During slavery every estate put aside an area for a “village” After 1838 there was a drift away from these as planters began to cultivate the land and the ex-slaves settled outside the plantations in independent villages or on freeholds.

 

The site of the labourers housing was determined by the placing of the works.

 

Workers were required to spend long hours in the factories, especially during slavery when the mills generally worked around the clock over a crop season extending through six months of the year.

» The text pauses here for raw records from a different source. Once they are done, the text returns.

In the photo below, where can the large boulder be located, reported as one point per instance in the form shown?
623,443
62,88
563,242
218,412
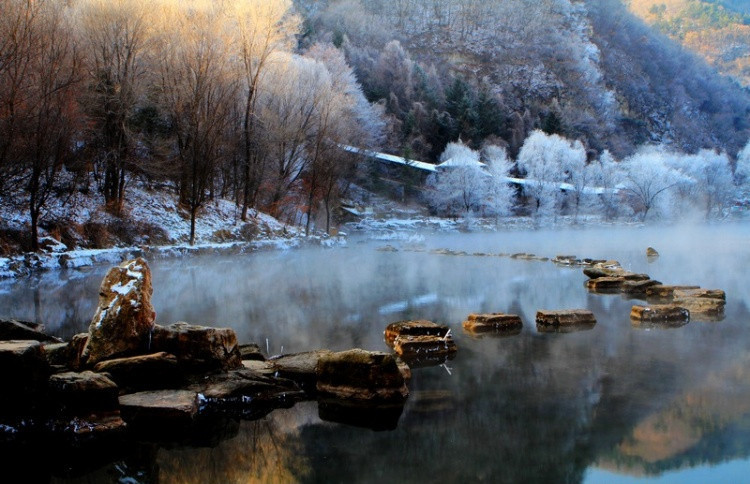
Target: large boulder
493,322
23,374
361,376
413,328
124,318
156,370
12,329
83,392
198,348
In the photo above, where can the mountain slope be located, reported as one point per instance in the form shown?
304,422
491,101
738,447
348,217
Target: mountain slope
719,31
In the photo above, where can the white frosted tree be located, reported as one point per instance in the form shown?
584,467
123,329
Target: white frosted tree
461,184
606,176
710,184
742,169
541,159
648,180
500,194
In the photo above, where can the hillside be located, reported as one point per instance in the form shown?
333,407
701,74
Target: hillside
719,31
498,70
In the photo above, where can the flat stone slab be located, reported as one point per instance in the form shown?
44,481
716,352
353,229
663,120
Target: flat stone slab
565,317
196,346
159,407
637,288
156,370
85,391
13,329
699,293
704,309
605,284
500,322
410,347
420,327
665,291
660,314
361,375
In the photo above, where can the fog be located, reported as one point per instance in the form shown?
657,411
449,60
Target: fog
527,408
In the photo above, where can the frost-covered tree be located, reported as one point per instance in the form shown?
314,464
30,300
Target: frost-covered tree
542,159
742,169
648,179
606,176
710,184
500,194
461,184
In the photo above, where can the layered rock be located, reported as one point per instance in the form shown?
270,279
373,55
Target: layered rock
566,320
124,317
156,370
198,347
83,392
419,327
493,322
159,408
12,329
361,375
425,347
300,367
659,314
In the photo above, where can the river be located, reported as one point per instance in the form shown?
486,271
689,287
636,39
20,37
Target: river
611,404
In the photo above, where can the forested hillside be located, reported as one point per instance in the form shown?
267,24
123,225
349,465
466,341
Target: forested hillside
499,69
717,30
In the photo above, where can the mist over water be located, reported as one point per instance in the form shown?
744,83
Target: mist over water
529,408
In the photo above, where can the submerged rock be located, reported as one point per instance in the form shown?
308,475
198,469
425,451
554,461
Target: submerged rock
665,292
415,347
419,327
300,367
659,314
637,288
157,370
702,309
493,322
13,329
159,408
563,321
605,284
83,392
361,375
198,347
124,317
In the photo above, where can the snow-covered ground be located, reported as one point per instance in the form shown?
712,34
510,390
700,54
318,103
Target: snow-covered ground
218,229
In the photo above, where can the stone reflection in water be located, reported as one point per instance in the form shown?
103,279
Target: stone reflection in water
696,427
530,408
268,450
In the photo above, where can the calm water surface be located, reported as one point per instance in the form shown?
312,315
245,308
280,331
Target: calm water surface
612,404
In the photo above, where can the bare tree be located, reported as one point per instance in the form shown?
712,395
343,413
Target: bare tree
263,28
114,36
197,90
43,116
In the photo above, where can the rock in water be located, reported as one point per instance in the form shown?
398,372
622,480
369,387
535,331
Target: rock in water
198,348
124,319
362,376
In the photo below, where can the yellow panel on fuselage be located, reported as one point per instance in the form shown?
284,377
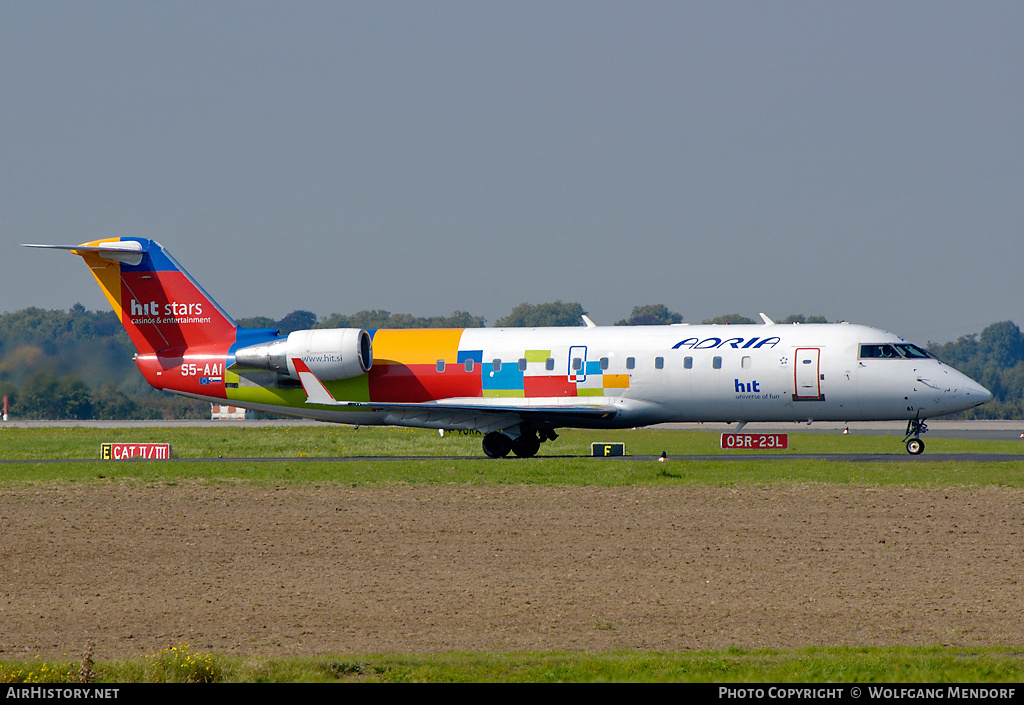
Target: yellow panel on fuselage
416,346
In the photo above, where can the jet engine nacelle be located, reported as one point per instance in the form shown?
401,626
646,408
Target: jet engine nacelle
330,354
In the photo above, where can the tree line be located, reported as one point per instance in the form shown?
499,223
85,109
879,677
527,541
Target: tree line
79,364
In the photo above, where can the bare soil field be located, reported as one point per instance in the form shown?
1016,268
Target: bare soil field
301,570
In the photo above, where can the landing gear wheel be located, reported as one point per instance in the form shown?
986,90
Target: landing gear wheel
497,445
914,446
526,445
914,427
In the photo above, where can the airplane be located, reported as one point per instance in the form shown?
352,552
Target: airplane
517,385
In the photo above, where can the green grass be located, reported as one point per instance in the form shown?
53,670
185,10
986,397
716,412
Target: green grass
564,462
880,665
334,441
458,460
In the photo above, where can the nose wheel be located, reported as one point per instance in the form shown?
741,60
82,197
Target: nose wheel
914,427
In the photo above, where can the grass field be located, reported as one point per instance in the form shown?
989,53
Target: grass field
62,455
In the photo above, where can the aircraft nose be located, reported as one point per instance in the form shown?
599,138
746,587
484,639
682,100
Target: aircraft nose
975,394
980,392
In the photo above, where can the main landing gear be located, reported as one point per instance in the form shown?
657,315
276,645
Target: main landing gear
914,427
498,445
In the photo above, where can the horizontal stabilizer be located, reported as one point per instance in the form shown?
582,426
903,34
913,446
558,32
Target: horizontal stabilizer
129,252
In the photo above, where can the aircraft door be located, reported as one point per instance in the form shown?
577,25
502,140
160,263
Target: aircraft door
807,375
578,364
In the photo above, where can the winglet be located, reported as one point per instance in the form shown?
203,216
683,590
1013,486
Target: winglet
315,391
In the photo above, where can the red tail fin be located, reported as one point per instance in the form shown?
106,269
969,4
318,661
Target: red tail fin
163,308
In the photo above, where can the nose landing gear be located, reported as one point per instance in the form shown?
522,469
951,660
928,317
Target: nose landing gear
914,427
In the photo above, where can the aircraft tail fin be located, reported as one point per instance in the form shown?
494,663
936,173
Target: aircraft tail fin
162,307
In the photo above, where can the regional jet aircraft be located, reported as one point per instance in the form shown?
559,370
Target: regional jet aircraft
517,385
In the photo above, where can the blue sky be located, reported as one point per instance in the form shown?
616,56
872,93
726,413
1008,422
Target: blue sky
863,161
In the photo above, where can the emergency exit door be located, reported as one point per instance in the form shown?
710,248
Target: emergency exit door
807,375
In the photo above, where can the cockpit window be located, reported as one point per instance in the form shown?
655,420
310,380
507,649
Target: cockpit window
909,350
879,350
893,351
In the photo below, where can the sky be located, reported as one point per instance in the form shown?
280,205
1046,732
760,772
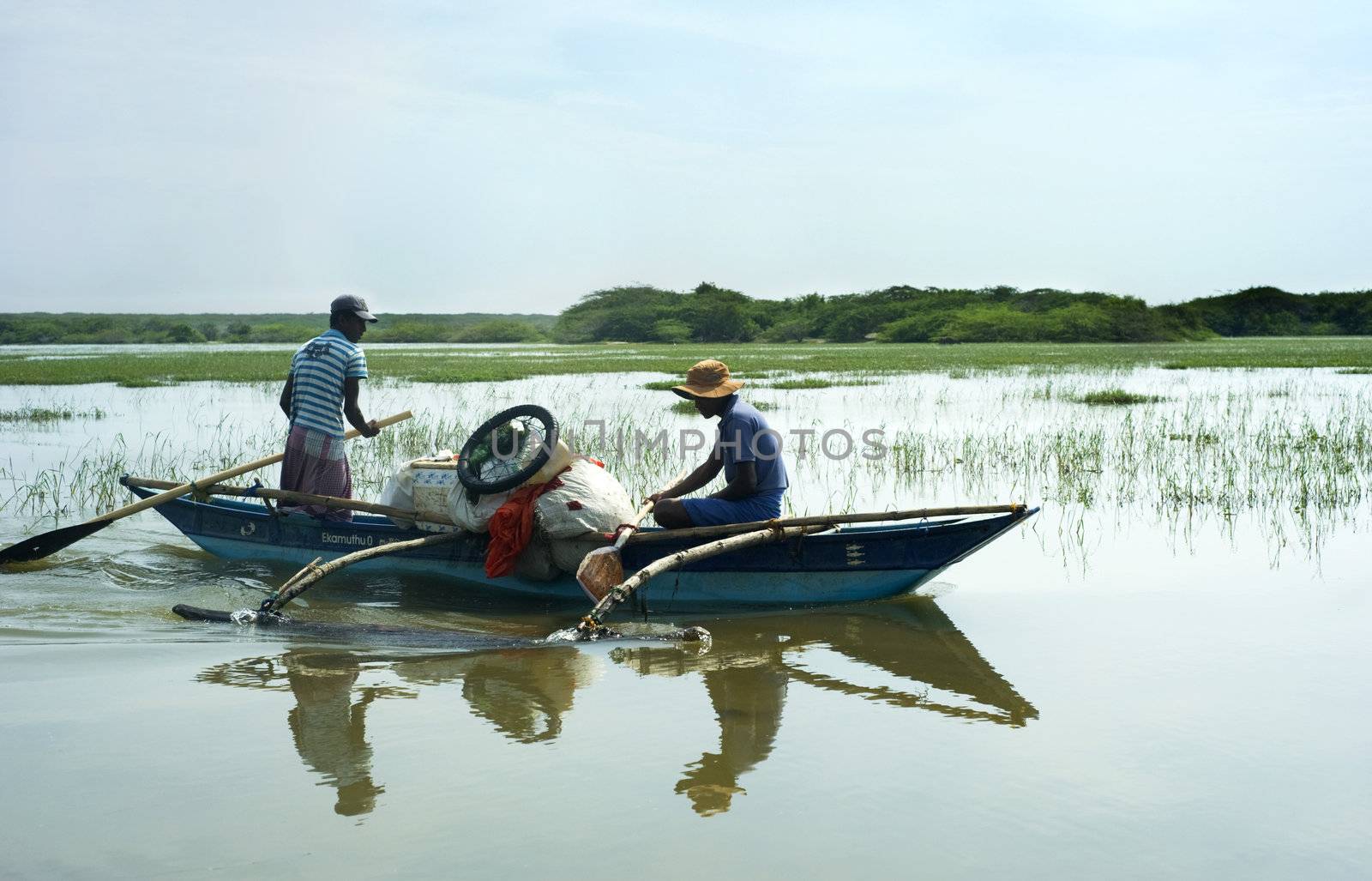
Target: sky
514,157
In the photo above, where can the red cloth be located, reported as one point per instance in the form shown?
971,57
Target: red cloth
511,528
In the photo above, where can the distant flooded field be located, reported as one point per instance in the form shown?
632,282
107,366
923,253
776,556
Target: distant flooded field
1159,674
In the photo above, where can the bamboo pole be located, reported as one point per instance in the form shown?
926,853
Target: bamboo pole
301,498
39,546
312,574
589,625
876,516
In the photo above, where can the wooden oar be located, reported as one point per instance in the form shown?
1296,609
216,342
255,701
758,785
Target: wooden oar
871,516
308,576
590,625
603,569
333,503
39,546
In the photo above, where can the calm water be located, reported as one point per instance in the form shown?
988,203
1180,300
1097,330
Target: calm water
1117,691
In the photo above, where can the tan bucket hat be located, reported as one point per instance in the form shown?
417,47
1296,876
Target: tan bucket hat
708,379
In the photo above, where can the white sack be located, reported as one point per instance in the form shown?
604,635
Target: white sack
590,500
473,517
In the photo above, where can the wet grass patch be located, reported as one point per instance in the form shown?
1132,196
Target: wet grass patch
134,382
1117,397
818,382
749,359
48,414
688,407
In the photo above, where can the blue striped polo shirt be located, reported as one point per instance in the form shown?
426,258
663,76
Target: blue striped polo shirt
319,370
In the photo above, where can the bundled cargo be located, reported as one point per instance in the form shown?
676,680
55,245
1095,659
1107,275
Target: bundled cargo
516,462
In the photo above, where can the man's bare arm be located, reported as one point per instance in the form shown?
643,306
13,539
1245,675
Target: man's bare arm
353,413
695,480
286,395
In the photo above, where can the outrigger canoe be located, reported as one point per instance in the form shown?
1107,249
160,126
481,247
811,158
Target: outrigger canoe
841,564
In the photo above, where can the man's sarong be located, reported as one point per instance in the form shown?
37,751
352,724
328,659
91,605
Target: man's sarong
315,462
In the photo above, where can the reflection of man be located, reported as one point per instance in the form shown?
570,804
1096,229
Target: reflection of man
748,703
331,730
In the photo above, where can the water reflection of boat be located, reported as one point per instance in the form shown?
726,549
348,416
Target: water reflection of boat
848,564
759,658
905,655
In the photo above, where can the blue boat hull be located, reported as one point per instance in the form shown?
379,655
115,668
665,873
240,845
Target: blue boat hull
848,565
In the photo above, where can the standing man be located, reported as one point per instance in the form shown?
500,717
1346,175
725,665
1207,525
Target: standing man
320,390
745,449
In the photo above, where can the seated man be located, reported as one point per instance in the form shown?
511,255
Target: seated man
745,449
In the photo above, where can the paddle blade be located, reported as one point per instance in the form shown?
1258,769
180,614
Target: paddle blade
39,546
600,571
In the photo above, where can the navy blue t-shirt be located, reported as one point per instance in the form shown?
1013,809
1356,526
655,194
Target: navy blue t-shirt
744,437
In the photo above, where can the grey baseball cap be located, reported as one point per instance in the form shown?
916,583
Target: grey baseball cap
352,304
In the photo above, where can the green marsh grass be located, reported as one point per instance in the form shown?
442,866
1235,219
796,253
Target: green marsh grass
29,413
751,359
1293,449
1117,397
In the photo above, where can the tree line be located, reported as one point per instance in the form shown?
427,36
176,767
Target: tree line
909,315
711,313
68,329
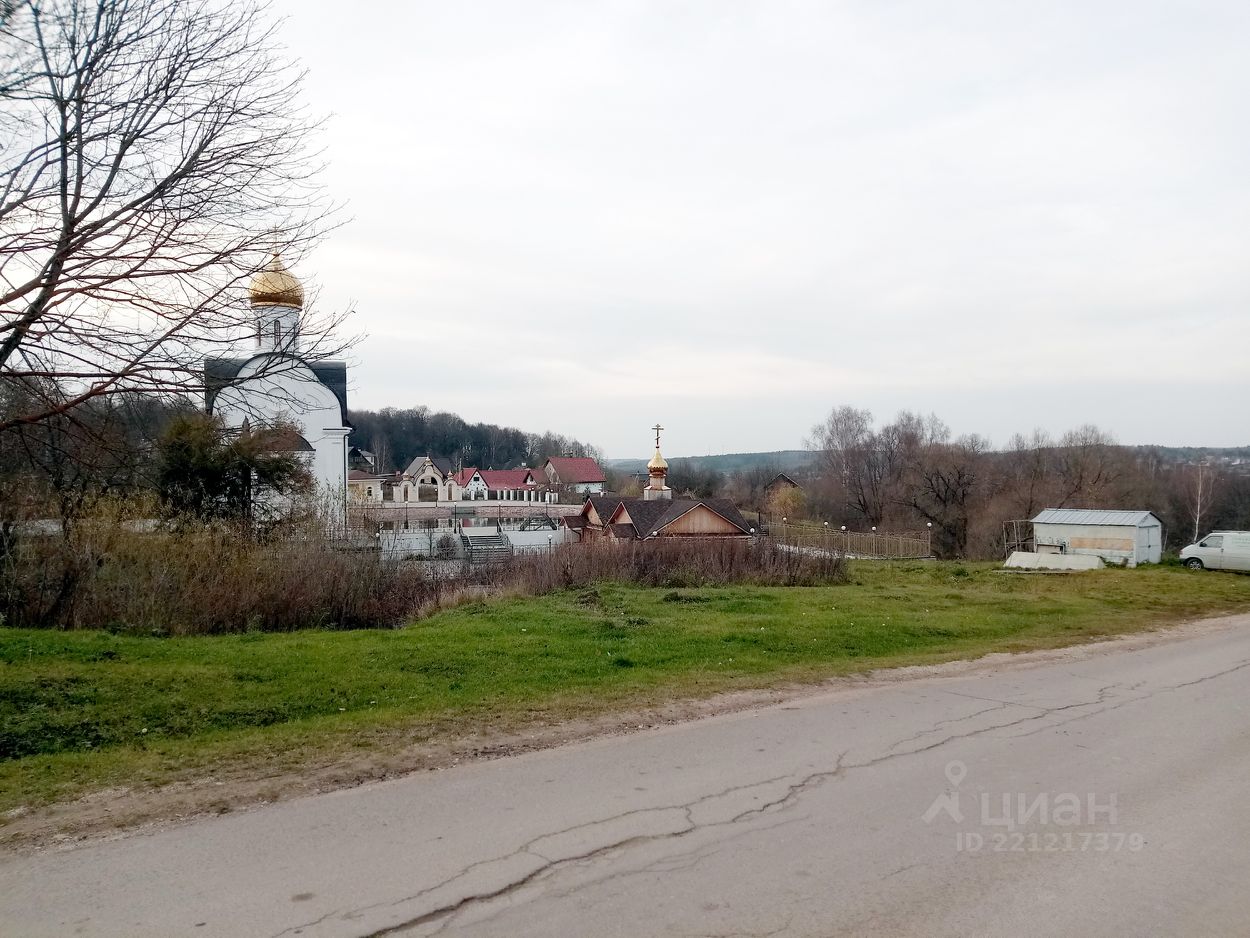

Filed slaves were required to work in the mill at night, following a day of cutting and carting the cane.

 

The desire to minimise the time wasted in movement of labourers meant that the estate village tended to be near the works.

 

The planter’s ideal was to have both works and village centrally located.

 

IN part the location of the village close to the works had to do with the planter’s desire to maintain surveillance over the coming and going of his slaves.

 

Bu this surveillance was seen to be the task of the overseer, especially as absentee proprietorship became the norm and the overseer was in turn generally required to live close to the works

 

William Beckford in his A Descriptive account of the island of Jamaica, 1790. The negro houses are, in general, at some distance from the works, but not so far removed as to be beyond the sight of the overseer. IN fact during crop Beckford advised that the overseer be required to sleep at the works, in a room in the curing house with a window into the boiling house.

 

Roughley required that the overseer’s house should be located near the boiling house with a clear view of all the work buildings and specified that the slave hospital and mule stable should be placed behind the house in order to ensure an unimpeded view.

 

The tendency to put all responsibility on the overseer and the increasing absenteeism had an interesting architectural effect.

 

Whereas works and village sites were closely tied on Jamaican sugar estates, the great houses began to orbit at variable distances.

 

By the early 19th century, great houses were only occasionally occupied by the planter proprietors and this pattern operated to further free their sites.

 

The expansion of settlement into the interior provided numerous hilltop sites, long preferred as locations for great houses.

 

Higman, an important source, worked out that the average distance between the works and the village on Jamaican plantations between 1760-1860 was 384 yards. This distance increased over time.

 

The average distance between the works and the Great house was 391 yards. while that between the village and the Great house was 418 yards.

 

Surrounding this triangle were zones of land use organised according to the general principles of movement minimisation and profit maximisation. See Lucky Valley in Clarendon with its map showing concentric circles.

 

With regard to the Great House the great growth of absentee proprietorship in the late eighteenth century led to a narrowing of the gap between the architectural elements of the great house and the overseer’s house.

 

One of the few and one of the most remarkable exceptions is Rose Hall.

 

The worker’s village is rarely described. When it is it is unusual: Mathew Gregory Lewis after describing his own house on his Cornwall estat writing:

 

The Houses here are generally built and arranged according to one and the same model. My own is of wood, partly raised upon pillars; it consists of a single floor: a long gallery, called a piazza, terminated at each end by a square room, runs the whole length of the house.

 

On each side of the piazza is a range of bed-rooms and the porticoes of the two fronts form two more rooms, with balustrades and flights of steps descending to the lawn. The whole house is virandoed with shifting Venetian blinds to admit air.. There is nothing underneath except a few store-rooms and a kind of waiting hall.

 

Cf. Higman, p. 243.

 

What I have described shows us on important thing: the slave as a proto-industrial machine and consumer product avant la lettre. He and the plantation where he worked were dual ingredients in the evolution of industry.